A questão fundamental será, ao fim ao cabo, o que é a cultura quizável? Não será certamente toda a cultura (que não sei nem tentarei definir) e, como disseste, assenta muito no conhecimento trivial. E, aproveitando a tua deixa, defendo finalmente mais ciência pura e dura no quiz porque esta é um dos tais pontos de intersecção de caminhos, entre a filosofia racionalista e a metafísica, entre a religião e a tecnologia.
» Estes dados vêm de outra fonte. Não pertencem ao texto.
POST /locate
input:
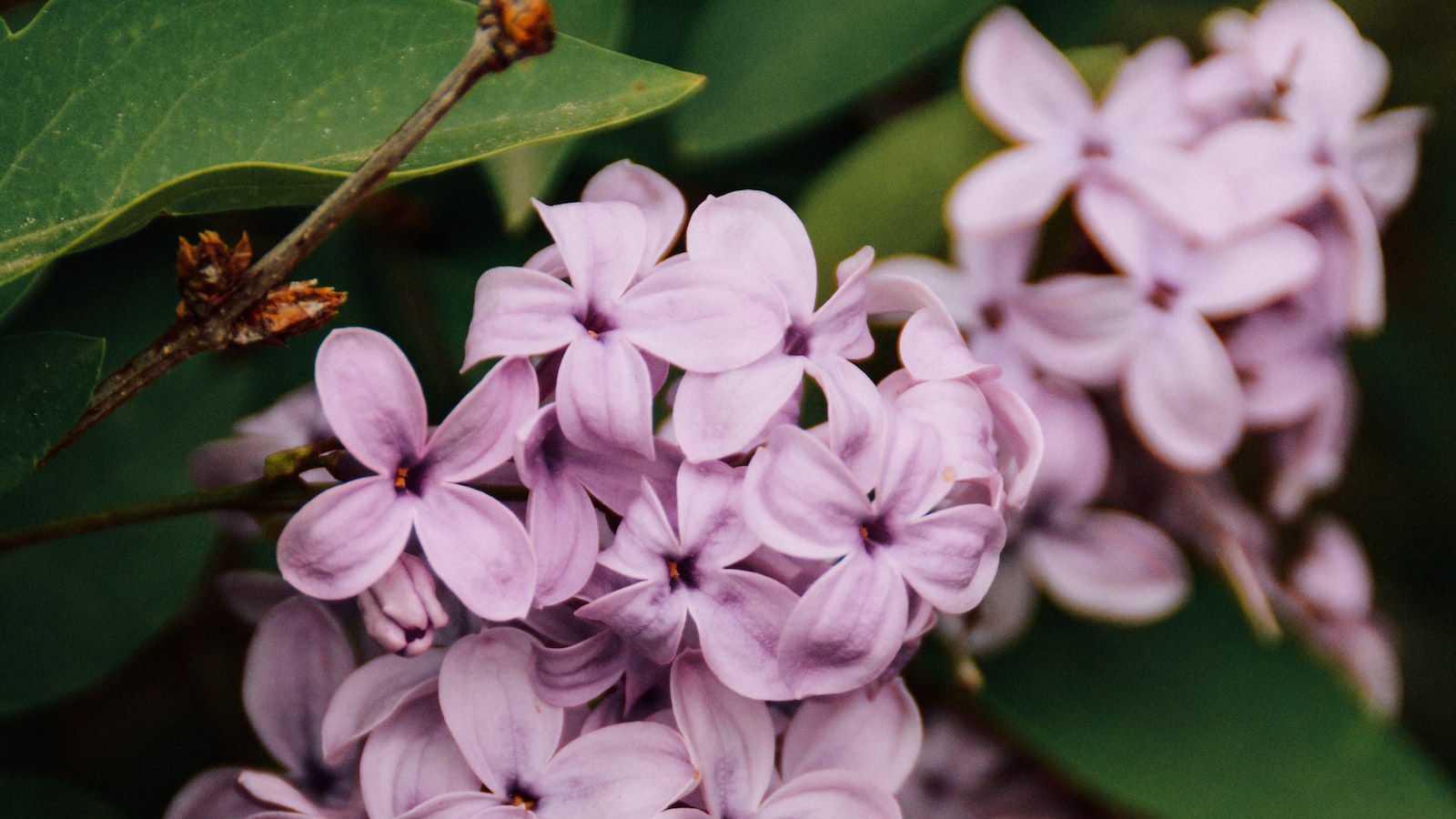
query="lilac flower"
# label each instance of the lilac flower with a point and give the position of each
(695, 315)
(400, 610)
(511, 741)
(732, 739)
(296, 661)
(718, 414)
(851, 622)
(677, 574)
(1136, 138)
(349, 537)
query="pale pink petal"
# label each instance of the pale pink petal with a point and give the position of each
(710, 513)
(604, 395)
(829, 794)
(718, 414)
(1108, 564)
(1012, 189)
(410, 760)
(623, 771)
(846, 629)
(1023, 84)
(756, 232)
(1081, 327)
(801, 499)
(932, 349)
(1385, 155)
(740, 615)
(504, 731)
(562, 526)
(347, 538)
(1183, 395)
(371, 694)
(1252, 271)
(730, 738)
(703, 317)
(647, 614)
(841, 327)
(480, 550)
(874, 732)
(579, 673)
(660, 201)
(941, 554)
(602, 244)
(371, 398)
(521, 312)
(855, 416)
(480, 433)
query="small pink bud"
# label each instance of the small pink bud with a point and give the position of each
(400, 610)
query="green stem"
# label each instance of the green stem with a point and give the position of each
(255, 496)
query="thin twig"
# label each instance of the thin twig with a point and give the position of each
(506, 31)
(266, 494)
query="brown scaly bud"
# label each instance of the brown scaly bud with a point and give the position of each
(207, 271)
(288, 310)
(528, 26)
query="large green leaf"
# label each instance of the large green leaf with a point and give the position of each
(887, 191)
(116, 111)
(1193, 717)
(778, 66)
(46, 380)
(531, 171)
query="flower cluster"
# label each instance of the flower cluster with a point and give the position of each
(642, 620)
(1228, 219)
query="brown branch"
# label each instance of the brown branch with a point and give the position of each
(506, 31)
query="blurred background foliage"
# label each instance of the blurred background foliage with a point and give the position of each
(121, 675)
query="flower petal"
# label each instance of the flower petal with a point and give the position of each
(1183, 394)
(347, 538)
(373, 694)
(1108, 564)
(730, 736)
(660, 201)
(703, 317)
(740, 617)
(756, 232)
(371, 398)
(604, 395)
(846, 629)
(1021, 82)
(521, 312)
(602, 244)
(480, 433)
(803, 500)
(874, 732)
(480, 550)
(410, 760)
(623, 771)
(504, 731)
(720, 414)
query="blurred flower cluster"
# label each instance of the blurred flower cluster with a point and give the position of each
(637, 573)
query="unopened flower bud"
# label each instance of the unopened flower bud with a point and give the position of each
(400, 610)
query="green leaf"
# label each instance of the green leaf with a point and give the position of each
(533, 171)
(1193, 717)
(28, 796)
(779, 66)
(116, 111)
(887, 189)
(46, 380)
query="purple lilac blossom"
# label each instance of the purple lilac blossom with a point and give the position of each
(347, 538)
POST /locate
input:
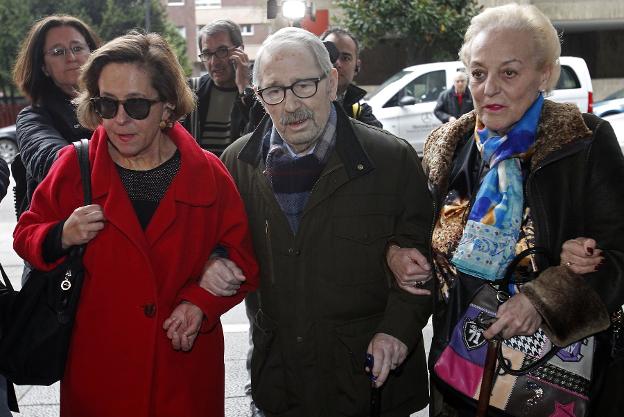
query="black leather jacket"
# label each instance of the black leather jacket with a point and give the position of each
(574, 189)
(245, 114)
(42, 130)
(357, 110)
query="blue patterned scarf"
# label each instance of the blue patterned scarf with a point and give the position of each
(487, 245)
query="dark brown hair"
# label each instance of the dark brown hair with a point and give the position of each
(150, 52)
(28, 72)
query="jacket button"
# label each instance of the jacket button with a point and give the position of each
(149, 310)
(293, 252)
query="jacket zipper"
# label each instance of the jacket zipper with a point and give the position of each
(267, 234)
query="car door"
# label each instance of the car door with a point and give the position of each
(416, 102)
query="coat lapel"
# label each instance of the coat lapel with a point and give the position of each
(186, 187)
(109, 191)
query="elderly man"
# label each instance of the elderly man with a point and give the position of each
(348, 65)
(226, 108)
(455, 101)
(326, 195)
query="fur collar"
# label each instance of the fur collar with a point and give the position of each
(560, 124)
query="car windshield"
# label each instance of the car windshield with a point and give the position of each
(389, 81)
(616, 95)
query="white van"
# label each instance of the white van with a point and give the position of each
(404, 103)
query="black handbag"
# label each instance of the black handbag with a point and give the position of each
(36, 323)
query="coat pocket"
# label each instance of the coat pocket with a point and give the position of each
(351, 385)
(268, 383)
(358, 248)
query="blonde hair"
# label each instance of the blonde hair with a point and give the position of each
(153, 54)
(524, 18)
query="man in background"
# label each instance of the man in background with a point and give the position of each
(455, 101)
(348, 65)
(226, 107)
(324, 195)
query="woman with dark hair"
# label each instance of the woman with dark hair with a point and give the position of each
(47, 71)
(147, 339)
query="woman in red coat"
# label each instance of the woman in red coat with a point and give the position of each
(147, 339)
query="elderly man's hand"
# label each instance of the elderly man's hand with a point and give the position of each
(82, 225)
(241, 62)
(581, 255)
(515, 317)
(221, 277)
(183, 325)
(410, 268)
(389, 353)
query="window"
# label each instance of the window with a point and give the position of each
(567, 79)
(246, 30)
(207, 3)
(425, 88)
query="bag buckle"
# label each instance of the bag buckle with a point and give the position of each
(66, 283)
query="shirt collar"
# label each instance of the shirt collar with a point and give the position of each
(320, 149)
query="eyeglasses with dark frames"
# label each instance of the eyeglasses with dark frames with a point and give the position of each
(136, 108)
(220, 52)
(305, 88)
(76, 50)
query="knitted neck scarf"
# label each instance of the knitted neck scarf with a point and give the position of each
(292, 177)
(487, 245)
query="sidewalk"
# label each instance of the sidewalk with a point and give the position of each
(37, 401)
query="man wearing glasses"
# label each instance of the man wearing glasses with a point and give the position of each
(348, 66)
(325, 196)
(225, 99)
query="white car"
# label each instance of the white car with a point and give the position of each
(404, 103)
(612, 104)
(617, 122)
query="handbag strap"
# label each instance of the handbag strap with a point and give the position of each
(507, 281)
(82, 149)
(7, 282)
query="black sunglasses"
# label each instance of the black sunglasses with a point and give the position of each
(137, 108)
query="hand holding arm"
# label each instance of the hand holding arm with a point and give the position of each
(581, 255)
(410, 268)
(389, 352)
(221, 277)
(516, 316)
(183, 325)
(82, 225)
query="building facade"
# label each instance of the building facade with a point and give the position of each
(591, 29)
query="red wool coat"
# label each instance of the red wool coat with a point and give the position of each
(121, 362)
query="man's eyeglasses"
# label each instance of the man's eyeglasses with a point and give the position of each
(220, 52)
(137, 108)
(302, 89)
(76, 50)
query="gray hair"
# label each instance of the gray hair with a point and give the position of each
(525, 18)
(221, 26)
(293, 37)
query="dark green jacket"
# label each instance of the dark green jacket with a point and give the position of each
(325, 291)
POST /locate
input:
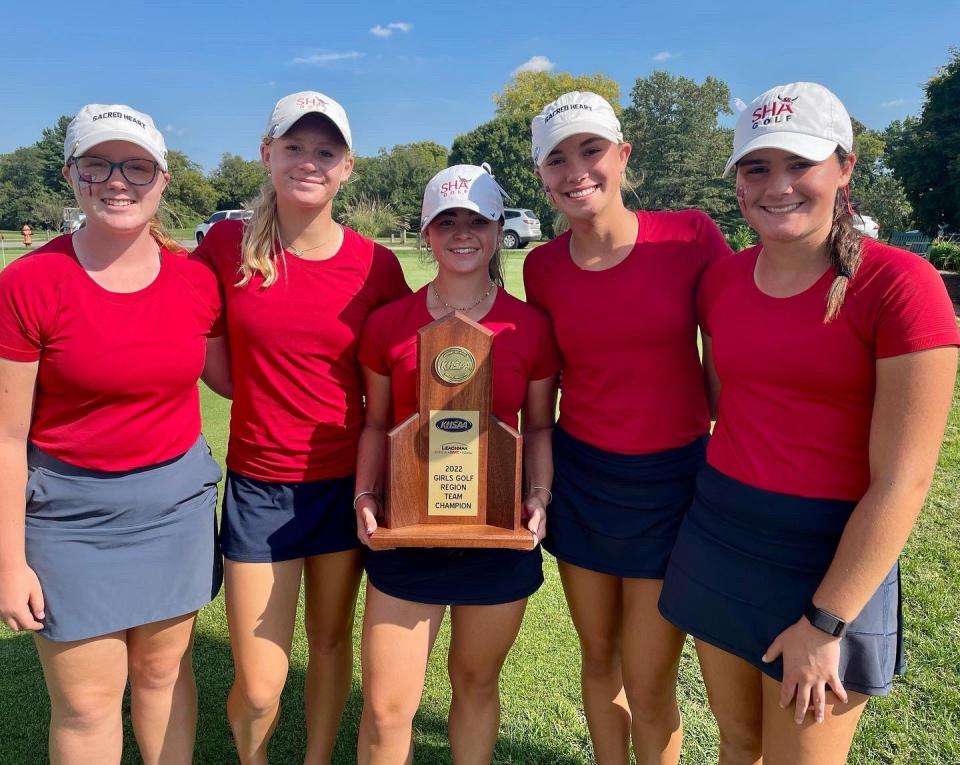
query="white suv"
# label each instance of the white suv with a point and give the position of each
(866, 225)
(519, 227)
(201, 230)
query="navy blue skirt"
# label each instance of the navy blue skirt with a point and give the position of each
(115, 550)
(748, 561)
(615, 513)
(455, 577)
(266, 521)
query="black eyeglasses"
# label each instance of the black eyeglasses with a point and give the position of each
(138, 172)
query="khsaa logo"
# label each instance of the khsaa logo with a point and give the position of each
(454, 425)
Na minha opinião, a maioria dos quizeiros confunde ciência com técnica. E, se não há uma afirmação clara da nobreza da ciência, apenas da utilidade da tecnologia, então não há motivo para quizá-la além dos próprios conhecimentos do perguntador. Em contraste, a literatura e a história são (legitimamente) encaradas como cultura "nobre": mesmo que não se leia ou compreenda a fundo, há que colocar umas questões. Parafraseando o que disse há pouco: a cultura tem um claro pressuposto metafísico (a fé no conhecimento como algo bom), mas o perguntar cultura é uma actividade lúdica. E o quizeiro é, também ele, um animal social.
 
Muito bom, comandante Jorge. Vou publicar isso.
 
Estas postas comandantinas cheiram-me a conversa de engate, no Frágil, às quatro da manhã! Eu sei porque já me tentaram engatar assim uma vez que fui lá em visita de estudo.